Updrafts may have reached 100 mph, and the storms, stretching for over 400 miles (644 kilometers), towered as high as 50,000 feet, according to the weather service.
Quick-Forming Storms
It’s possible that a pilot could misinterpret information on cockpit radar or that a storm could form so quickly as to catch the crew by surprise, Casey said.
“The area of weather along that route of flight wasn’t even there when the aircraft was leaving the coast,” Voss said.
Also possible is that the pilot could have taken manual control of the airliner during turbulence and in the “heat of battle” might have manipulated controls, overloading the airframe and leading to the accident, Casey said.
“We’re all just kind of groping in the dark on this thing,” Casey said. “I don’t know what happened out there over the Atlantic. I’m scratching my head. There were big thunderstorms in the area. What’s new about that? Most accidents like this are an accumulation of little things.”
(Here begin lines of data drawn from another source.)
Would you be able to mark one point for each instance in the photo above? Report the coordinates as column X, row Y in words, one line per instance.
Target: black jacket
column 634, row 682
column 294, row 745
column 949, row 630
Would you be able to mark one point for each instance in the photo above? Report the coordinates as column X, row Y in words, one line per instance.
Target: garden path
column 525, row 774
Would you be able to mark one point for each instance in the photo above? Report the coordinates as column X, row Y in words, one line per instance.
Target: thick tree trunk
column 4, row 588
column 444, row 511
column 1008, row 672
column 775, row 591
It’s too early to pin the cause of the crash solely on weather, said Larry Burch, deputy director of National Oceanic and Atmospheric Administration’s Aviation Weather Center in Kansas City, Missouri.
“Weather may be have been a contributing factor,” Burch said. “Whether it was the sole factor, no one knows.”
Around, Not Through
Passenger planes typically fly around, rather than through, storms, Burch said. Commercial planes are equipped to avoid storms with radar and other computer equipment, Burch said.
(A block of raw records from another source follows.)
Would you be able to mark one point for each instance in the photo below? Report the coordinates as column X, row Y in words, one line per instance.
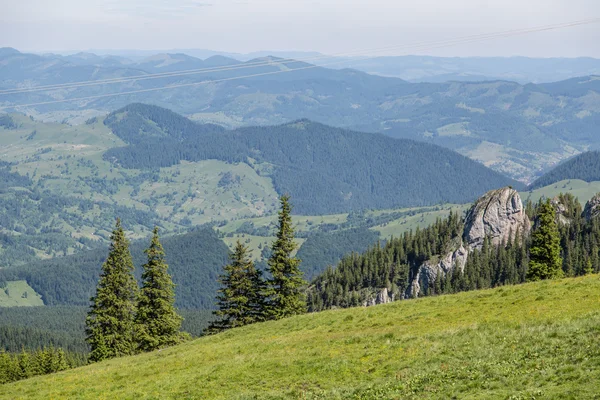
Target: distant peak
column 8, row 51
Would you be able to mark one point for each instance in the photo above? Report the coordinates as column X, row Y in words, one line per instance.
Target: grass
column 578, row 188
column 19, row 294
column 538, row 340
column 419, row 219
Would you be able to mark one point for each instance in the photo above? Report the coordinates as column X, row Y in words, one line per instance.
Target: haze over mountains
column 519, row 130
“That’s why part of me thinks there’s got to be some other reason that this happened,” he said. “There are thunderstorms really big that may be difficult to go around. If this particular plane was on a given course that he couldn’t go all the way around, that might have been something.”
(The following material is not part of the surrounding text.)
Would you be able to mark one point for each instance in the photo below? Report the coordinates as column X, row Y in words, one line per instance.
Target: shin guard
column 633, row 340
Jim Hall, former chairman of the U.S. National Transportation Safety Board and now a partner with Nolan Law Group of Chicago, said “one of the things they are going to have to look at was what was the flight plan, and did they choose to continue through this area of activity because of reasons of fuel supply, or what the decision was.”
A Pulkovo Airlines flight crashed in the Ukraine in August 2006 after the pilot decided to try to climb over a storm, according to data posted on Flight Safety Foundation’s Aviation Safety Network Web site.
Human Error
The Ukraine thunderstorm network was unusually high, extending up to 49,000 feet, according to the Web site. The plane entered severe turbulence, the nose of the plane rose to 46 degrees and the aircraft entered a deep stall from which it didn’t recover, according to the Web site.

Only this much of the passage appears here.